Politics

Introducing the Don’t-Tread-on-Meter

The Don’t-Tread-on-Meter: Tracking the promises made by and to conservative officials and activists.

To run for office as a Republican in 2010 was to make many, many, many promises.

The promise tour typically began with sit-downs in 2009 at Tea Party meetings and town halls, where conservative activists put you on the record about the 16th Amendment, the Federal Reserve, and about 100 other things you had to study up on. The tour continued as some of these groups put their pledges into writing, and put them on the stack of conservative pledges—Americans for Tax Reform’s no-tax pledge, the Death Tax Repeal pledge, pro-life pacts—that Republicans have been signing for years. A comprehensive listing of every promise every Republican candidate agreed to would take up the entire Internet, but these two documents are a good place to start: the grassroots Contract From America and the Republican Pledge to America.

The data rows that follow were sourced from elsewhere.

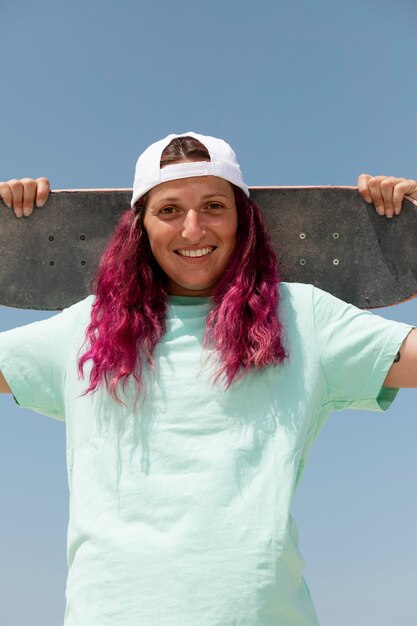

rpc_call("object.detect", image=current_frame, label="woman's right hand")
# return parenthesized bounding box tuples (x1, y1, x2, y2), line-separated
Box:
(0, 177, 51, 218)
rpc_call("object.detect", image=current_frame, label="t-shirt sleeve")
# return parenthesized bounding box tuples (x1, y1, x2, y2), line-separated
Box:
(0, 297, 93, 421)
(312, 286, 413, 412)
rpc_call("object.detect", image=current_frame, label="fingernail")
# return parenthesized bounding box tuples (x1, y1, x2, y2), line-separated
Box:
(23, 208, 31, 216)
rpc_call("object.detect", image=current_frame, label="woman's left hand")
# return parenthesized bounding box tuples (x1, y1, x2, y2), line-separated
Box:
(357, 174, 417, 218)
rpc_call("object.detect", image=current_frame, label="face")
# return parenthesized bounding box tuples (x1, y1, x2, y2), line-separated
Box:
(143, 175, 238, 296)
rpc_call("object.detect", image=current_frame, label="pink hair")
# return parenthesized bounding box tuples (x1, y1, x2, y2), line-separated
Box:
(207, 187, 286, 384)
(78, 206, 167, 401)
(78, 176, 286, 402)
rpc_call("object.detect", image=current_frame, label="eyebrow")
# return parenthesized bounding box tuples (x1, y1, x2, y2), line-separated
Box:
(201, 193, 230, 199)
(153, 192, 230, 203)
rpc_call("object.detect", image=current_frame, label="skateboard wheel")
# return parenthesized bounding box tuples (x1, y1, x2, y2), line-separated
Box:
(333, 232, 339, 239)
(333, 259, 339, 266)
(299, 233, 306, 239)
(299, 258, 306, 266)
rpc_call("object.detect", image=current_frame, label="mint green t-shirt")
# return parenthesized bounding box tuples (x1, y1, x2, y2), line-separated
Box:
(0, 283, 412, 626)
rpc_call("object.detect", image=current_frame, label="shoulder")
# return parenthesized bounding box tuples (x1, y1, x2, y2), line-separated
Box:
(277, 282, 359, 341)
(63, 294, 95, 311)
(278, 282, 315, 320)
(278, 281, 356, 319)
(56, 295, 96, 341)
(278, 281, 314, 303)
(59, 295, 95, 322)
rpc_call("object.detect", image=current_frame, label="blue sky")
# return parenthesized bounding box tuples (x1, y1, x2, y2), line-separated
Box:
(1, 1, 417, 624)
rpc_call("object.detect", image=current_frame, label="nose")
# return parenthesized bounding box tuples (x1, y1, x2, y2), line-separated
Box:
(181, 209, 206, 242)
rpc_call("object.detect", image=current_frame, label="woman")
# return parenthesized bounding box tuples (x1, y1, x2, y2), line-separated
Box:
(0, 132, 416, 626)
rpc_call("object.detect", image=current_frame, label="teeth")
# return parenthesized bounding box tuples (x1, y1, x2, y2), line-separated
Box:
(177, 246, 214, 258)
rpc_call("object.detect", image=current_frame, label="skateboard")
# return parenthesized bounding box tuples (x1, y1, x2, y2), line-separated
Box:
(1, 187, 416, 311)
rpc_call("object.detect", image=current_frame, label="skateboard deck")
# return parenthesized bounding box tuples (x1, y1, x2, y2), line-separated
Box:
(1, 187, 416, 311)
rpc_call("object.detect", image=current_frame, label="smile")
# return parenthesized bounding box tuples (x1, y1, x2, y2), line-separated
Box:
(175, 246, 215, 258)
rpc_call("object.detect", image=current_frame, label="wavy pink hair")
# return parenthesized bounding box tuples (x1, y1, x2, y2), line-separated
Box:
(78, 141, 287, 402)
(206, 187, 287, 383)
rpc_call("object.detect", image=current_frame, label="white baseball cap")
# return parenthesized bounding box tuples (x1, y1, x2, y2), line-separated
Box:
(131, 131, 249, 207)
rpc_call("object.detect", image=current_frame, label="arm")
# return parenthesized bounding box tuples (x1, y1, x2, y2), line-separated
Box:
(357, 174, 417, 387)
(0, 369, 11, 394)
(0, 177, 51, 393)
(384, 328, 417, 388)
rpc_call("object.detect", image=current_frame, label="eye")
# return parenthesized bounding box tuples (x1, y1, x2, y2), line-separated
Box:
(206, 202, 224, 211)
(159, 206, 178, 216)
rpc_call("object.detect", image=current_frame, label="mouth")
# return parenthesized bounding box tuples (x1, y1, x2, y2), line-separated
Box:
(174, 246, 216, 258)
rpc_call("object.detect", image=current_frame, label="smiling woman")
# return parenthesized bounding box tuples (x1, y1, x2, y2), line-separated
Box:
(79, 134, 286, 399)
(144, 136, 238, 297)
(0, 131, 415, 626)
(143, 176, 238, 296)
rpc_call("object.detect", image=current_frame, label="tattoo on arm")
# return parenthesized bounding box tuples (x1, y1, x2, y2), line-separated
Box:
(394, 351, 401, 363)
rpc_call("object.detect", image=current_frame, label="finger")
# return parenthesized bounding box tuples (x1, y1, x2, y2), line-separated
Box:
(400, 178, 417, 203)
(392, 180, 411, 215)
(357, 174, 373, 203)
(8, 179, 24, 217)
(20, 178, 37, 216)
(0, 183, 13, 209)
(367, 176, 386, 216)
(35, 177, 51, 207)
(380, 177, 399, 218)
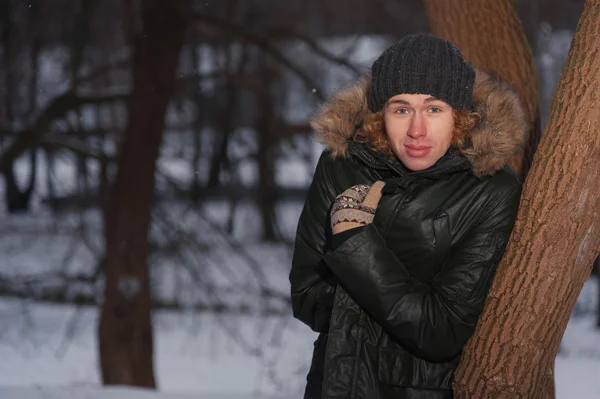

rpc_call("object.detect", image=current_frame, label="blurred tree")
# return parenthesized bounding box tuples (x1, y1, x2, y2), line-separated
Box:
(66, 0, 98, 203)
(0, 0, 128, 212)
(449, 0, 600, 397)
(255, 55, 281, 242)
(98, 0, 187, 388)
(423, 0, 541, 179)
(0, 0, 38, 212)
(514, 0, 540, 57)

Will they fulfill their promises? That’s what the Don’t-Tread-on-Meter is for. It will track the progress (or lack thereof) of the Republican House of Representatives, and the Republican conference in the Senate, in fulfilling the promises they made to Tea Party activists. Scores range from 0 to 100, and we start today with the meter at 5, as the House is about to read the Constitution aloud and agree to rules that fulfill an essential part of every Tea Party pledge, spelled out in the Pledge to America: “We will adhere to the Constitution and require every bill to cite its specific Constitutional Authority.”

The meter will hit 100 if and when the GOP does absolutely everything it promised.